Antistrophe I : ...là qu’aux belles ondes du Céphise, comme on le conte, Cypris vient puiser, pour les verser sur le pays, les brises tempérées au soude de miel ; là que, toujours, ceignant ses cheveux flottants d’une couronne parfumée de fleurs de roses, elle envoie siéger auprès de la Sagesse les Amours, auxiliaires de toute vertu.
Strophe II. — Comment donc la ville des fleuves sacrés, la contrée qui fait cortège à ses amis, te gardera-t-elle, toi, la meurtrière de tes fils, toi qui es impure même chez les autres hommes ? Songe au coup dont tu vas frapper tes enfants. Songe au meurtre dont tu te charges. Ah ! par tes genoux, de toute notre force, nous t’en supplions, n’assassine pas tes enfants !
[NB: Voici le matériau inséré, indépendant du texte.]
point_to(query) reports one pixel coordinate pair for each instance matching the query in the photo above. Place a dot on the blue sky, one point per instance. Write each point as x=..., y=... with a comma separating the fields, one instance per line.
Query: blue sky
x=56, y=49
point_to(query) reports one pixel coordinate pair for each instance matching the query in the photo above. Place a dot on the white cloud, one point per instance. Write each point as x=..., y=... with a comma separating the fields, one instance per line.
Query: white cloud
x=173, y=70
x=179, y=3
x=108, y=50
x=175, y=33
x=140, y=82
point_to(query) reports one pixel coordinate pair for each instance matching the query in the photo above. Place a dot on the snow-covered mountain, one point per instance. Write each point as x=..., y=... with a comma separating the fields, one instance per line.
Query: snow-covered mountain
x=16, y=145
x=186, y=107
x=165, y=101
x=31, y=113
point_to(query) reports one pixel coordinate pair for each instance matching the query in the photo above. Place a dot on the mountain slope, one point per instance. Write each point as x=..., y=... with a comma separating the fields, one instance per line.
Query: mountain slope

Antistrophe II. — Où donc ton âme, où donc ton bras trouveront-ils le courage de porter au coeur de tes enfants les coups d’une horrible audace ? Comment, jetant les yeux sur tes fils, commettras-tu le meurtre sans verser de larmes ? Tu ne pourras pas, tes fils tombant suppliants à tes pieds, tacher de sang ta main, avec un coeur intrépide.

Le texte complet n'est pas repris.